Peppe Barra e Napoli
La versatilità, la statura artistica, la forza comunicativa di Peppe Barra sono inversamente proporzionali alla sua ritrosia a parlare di se stesso, di altri e di altro. Notoriamente refrattario a farsi intervistare e ad esporsi fuori dal paloscenico per intervenire in convegni, incontri e celebrazioni, il grande attore, cantante e musicista questa volta ha ceduto e non poteva essere altrimenti visto che a «torchiarlo» ci ha pensato una giornalista di razza come Conchita Sannino, firma storica e inviata del quotidiano La Repubblica, autrice di libri, inchieste, documentari.

Insomma Peppe non poteva dire di no alla prima autobiografia che vuole andare oltre il racconto personale per parlare di Napoli e del suo rapporto simbiotico con la città. Peppe Barra racconta Napoli con Conchita Sannino (Editori Laterza, pagg. 126, euro 15,00), strutturato in forma d’intervista, ha il dono di far parlare Peppe a ruota libera, di tirargli fuori ricordi, annotazioni, riflessioni con la rilassatezza colloquiale di una seduta psicoanalitica.

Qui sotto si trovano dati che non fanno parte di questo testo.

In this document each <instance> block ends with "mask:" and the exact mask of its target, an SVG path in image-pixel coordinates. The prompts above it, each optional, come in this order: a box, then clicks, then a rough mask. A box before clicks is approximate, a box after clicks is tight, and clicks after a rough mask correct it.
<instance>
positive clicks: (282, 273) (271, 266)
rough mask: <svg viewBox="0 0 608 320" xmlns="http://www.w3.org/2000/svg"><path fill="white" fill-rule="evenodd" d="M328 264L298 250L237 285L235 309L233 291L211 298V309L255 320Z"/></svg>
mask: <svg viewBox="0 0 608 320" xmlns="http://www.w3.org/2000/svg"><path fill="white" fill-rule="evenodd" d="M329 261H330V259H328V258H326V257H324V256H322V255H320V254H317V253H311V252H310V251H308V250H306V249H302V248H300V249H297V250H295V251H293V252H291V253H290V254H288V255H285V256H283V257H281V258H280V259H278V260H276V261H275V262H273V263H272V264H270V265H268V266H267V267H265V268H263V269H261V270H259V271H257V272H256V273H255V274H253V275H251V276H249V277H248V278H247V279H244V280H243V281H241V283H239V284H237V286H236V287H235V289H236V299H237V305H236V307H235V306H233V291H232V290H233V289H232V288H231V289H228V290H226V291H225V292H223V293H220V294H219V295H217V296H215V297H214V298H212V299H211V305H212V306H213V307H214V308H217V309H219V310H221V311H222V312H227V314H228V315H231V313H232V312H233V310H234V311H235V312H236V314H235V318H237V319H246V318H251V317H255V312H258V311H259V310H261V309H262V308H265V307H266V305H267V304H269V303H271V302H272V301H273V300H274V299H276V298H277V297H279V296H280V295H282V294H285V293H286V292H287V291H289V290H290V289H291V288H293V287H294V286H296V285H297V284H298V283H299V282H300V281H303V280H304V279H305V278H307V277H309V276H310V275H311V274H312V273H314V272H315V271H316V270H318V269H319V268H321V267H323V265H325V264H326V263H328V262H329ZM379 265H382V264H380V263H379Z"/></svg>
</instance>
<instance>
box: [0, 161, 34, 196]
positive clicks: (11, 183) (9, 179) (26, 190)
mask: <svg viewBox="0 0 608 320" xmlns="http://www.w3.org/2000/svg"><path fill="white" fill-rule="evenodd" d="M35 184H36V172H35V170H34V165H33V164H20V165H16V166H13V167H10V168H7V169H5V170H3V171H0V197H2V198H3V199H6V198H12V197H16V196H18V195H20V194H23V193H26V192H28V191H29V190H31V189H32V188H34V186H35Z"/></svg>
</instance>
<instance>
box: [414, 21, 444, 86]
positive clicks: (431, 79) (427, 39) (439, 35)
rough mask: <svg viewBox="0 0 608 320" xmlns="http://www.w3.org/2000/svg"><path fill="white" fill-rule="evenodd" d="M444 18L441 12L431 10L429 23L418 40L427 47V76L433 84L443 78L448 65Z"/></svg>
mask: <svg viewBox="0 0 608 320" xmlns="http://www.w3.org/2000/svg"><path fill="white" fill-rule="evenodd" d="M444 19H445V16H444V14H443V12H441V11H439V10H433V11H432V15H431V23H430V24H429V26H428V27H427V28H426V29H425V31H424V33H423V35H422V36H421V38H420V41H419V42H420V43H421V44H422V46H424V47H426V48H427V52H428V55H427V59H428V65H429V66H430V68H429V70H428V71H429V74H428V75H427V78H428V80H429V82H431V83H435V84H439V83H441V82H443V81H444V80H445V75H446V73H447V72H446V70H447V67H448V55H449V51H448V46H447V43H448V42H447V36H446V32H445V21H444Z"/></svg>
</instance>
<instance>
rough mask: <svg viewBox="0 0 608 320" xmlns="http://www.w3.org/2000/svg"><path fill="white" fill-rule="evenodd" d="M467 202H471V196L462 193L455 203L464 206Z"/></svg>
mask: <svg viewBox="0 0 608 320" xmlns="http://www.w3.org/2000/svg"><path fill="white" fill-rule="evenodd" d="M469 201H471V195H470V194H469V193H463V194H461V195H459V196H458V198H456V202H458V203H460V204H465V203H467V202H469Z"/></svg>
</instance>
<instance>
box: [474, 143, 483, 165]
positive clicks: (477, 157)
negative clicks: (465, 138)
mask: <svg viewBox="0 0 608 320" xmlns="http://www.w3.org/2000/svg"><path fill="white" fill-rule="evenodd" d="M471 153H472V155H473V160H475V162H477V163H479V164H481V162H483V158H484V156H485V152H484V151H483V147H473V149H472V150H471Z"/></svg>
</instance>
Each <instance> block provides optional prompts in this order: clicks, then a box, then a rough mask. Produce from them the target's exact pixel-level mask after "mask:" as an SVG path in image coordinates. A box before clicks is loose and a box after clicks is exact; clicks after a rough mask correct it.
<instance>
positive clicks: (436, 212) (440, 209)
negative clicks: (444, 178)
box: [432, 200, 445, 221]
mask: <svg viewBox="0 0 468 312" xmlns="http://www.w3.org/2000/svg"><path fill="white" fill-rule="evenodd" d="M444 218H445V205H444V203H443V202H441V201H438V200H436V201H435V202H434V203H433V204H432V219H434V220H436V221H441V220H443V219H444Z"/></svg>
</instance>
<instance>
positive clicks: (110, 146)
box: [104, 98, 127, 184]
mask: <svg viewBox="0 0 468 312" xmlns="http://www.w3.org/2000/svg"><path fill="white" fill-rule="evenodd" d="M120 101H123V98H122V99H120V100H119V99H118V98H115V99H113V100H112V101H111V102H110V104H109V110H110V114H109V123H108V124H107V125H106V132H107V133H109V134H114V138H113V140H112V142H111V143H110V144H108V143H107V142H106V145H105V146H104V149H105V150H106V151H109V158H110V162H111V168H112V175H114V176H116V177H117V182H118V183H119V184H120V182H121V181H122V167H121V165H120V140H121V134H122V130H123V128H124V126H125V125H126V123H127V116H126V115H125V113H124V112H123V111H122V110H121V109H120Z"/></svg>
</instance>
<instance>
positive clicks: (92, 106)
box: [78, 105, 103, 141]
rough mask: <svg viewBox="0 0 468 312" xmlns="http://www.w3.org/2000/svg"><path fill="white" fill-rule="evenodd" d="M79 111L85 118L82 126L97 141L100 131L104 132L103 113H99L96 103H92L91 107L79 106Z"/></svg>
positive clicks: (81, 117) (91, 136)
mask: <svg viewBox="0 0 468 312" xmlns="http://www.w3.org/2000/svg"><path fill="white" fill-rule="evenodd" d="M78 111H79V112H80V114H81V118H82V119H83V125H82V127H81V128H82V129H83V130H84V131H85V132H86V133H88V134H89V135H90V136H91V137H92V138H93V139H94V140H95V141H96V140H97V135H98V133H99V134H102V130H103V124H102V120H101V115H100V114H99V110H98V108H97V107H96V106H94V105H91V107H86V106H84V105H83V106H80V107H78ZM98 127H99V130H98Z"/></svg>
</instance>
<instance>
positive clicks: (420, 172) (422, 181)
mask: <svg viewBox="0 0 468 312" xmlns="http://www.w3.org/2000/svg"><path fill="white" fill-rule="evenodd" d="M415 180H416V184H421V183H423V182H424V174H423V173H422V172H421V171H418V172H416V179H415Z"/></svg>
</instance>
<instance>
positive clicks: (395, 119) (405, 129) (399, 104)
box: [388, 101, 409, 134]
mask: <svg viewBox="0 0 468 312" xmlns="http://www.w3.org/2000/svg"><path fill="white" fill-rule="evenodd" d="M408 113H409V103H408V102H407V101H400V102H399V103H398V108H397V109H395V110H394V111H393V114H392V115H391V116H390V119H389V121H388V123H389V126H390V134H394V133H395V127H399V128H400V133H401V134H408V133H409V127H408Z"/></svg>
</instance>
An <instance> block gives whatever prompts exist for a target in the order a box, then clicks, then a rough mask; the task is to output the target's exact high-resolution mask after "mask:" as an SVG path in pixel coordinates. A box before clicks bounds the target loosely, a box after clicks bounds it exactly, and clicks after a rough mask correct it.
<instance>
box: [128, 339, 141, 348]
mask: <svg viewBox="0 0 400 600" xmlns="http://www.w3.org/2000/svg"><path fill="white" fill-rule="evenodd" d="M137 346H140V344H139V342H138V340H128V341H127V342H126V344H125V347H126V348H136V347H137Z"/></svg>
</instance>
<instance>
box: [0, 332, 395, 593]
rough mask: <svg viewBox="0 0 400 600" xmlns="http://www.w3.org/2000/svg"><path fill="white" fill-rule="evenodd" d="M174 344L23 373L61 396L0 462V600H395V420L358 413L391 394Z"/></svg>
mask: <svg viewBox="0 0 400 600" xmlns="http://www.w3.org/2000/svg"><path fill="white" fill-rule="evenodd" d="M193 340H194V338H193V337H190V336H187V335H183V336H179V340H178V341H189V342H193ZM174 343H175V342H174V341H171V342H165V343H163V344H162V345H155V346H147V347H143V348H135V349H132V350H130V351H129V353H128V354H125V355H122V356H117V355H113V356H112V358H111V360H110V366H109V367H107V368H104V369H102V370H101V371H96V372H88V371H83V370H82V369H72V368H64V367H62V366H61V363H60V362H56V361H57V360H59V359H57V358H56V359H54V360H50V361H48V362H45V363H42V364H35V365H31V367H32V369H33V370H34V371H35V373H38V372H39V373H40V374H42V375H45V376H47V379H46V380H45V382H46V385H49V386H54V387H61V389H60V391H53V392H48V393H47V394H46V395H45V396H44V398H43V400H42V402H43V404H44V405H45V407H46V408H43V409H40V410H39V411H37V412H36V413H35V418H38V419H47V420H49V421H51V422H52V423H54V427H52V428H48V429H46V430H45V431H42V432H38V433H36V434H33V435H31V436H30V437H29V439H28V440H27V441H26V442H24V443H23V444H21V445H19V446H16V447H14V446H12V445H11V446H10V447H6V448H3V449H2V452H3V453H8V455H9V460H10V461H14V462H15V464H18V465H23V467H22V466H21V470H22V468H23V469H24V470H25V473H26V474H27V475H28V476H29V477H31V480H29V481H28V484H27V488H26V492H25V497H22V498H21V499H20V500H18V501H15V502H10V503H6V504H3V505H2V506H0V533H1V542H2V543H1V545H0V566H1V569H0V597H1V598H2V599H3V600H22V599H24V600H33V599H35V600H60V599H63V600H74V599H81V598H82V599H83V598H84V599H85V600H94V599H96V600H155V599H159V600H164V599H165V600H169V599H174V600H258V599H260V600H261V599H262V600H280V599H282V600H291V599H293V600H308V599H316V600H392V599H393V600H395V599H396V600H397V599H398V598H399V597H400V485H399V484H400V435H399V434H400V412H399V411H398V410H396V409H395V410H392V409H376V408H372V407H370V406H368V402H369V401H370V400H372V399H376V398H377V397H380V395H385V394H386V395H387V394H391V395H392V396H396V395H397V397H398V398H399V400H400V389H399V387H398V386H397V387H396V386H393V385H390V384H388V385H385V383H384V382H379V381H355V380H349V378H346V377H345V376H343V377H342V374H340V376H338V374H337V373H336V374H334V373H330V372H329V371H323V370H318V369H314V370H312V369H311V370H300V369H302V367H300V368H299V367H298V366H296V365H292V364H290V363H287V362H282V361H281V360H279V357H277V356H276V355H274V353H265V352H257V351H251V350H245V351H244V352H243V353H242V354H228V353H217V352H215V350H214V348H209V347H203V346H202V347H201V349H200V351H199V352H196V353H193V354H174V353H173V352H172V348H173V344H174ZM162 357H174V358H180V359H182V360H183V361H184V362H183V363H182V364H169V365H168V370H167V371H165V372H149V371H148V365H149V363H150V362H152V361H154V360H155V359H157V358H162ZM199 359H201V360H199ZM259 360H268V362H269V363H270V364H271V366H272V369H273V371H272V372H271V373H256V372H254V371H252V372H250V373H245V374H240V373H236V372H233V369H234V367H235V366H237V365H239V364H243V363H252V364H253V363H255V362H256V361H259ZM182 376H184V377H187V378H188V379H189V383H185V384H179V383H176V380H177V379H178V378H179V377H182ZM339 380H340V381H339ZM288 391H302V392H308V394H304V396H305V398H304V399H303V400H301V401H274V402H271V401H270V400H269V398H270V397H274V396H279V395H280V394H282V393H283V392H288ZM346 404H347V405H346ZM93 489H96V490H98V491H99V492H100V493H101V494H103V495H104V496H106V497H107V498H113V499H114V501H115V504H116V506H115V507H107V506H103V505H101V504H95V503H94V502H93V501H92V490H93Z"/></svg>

Lo straordinario interprete e cantante che continua a sperimentare e a sorprendere, una delle ‘maschere’ più potenti e sensibili di una grande cultura della scena, riconosciuta in Europa e nel mondo, che continua a intrecciare i capisaldi della tradizione popolare con la curiosità per le melodie contemporanee, si lascia interrogare senza filtri dalla Sannino. Ne è scaturita una piacevole conversazione che non è solo un viaggio appassionante e ironico con un mattatore amato da De André e Fellini, ma si fa storia collettiva e ‘indagine’ sulla propria terra e sul Sud. Organizzato in sei capitoli dopo il bellissimo prologo intitolato «Un saraceno e la sua torre sulla città. Tra sacro e profano», il libro-intervista sviscera le varie fasi del percorso artistico e privato di Barra: l’infanzia nella magica Procida, la Napoli devastata dalla guerra, i sogni da bambino prodigio, la ‘rivoluzione’ di Gatta Cenerentola, il sodalizio artistico con sua madre Concetta, la carriera da solista e la lunga collaborazione col regista Lambertini, il suo rapporto con la città reale e quella rappresentata e immaginaria, il suo rapporto con la politica e con la sinistra. L’autrice ha strutturato la lunga e complessa attività dell’artista con il giusto dosaggio in modo da far emergere un profilo intellettuale insospettabile, almeno per chi tende a semplificare la personalità di alcuni uomini di spettacolo considerandoli soprattutto in chiave di ciò che vedono e sentono sul palcoscenico o sullo schermo. Barra si fa guidare dalle domande della Sannino per andare oltre il racconto privato e artistico, per approdare a una dimensione di concetti profondi, di riflessioni anche filosofiche che gli fanno dire, ad esempio, « Se sei triste, ma conservi la forza di varcare una soglia, in questa città trovi sempre un luogo che ti strappa a te stesso, che ti trascina alla vita. Se ami Napoli, sai dove andare. E la città ti accoglie, ti sorregge e ti parla».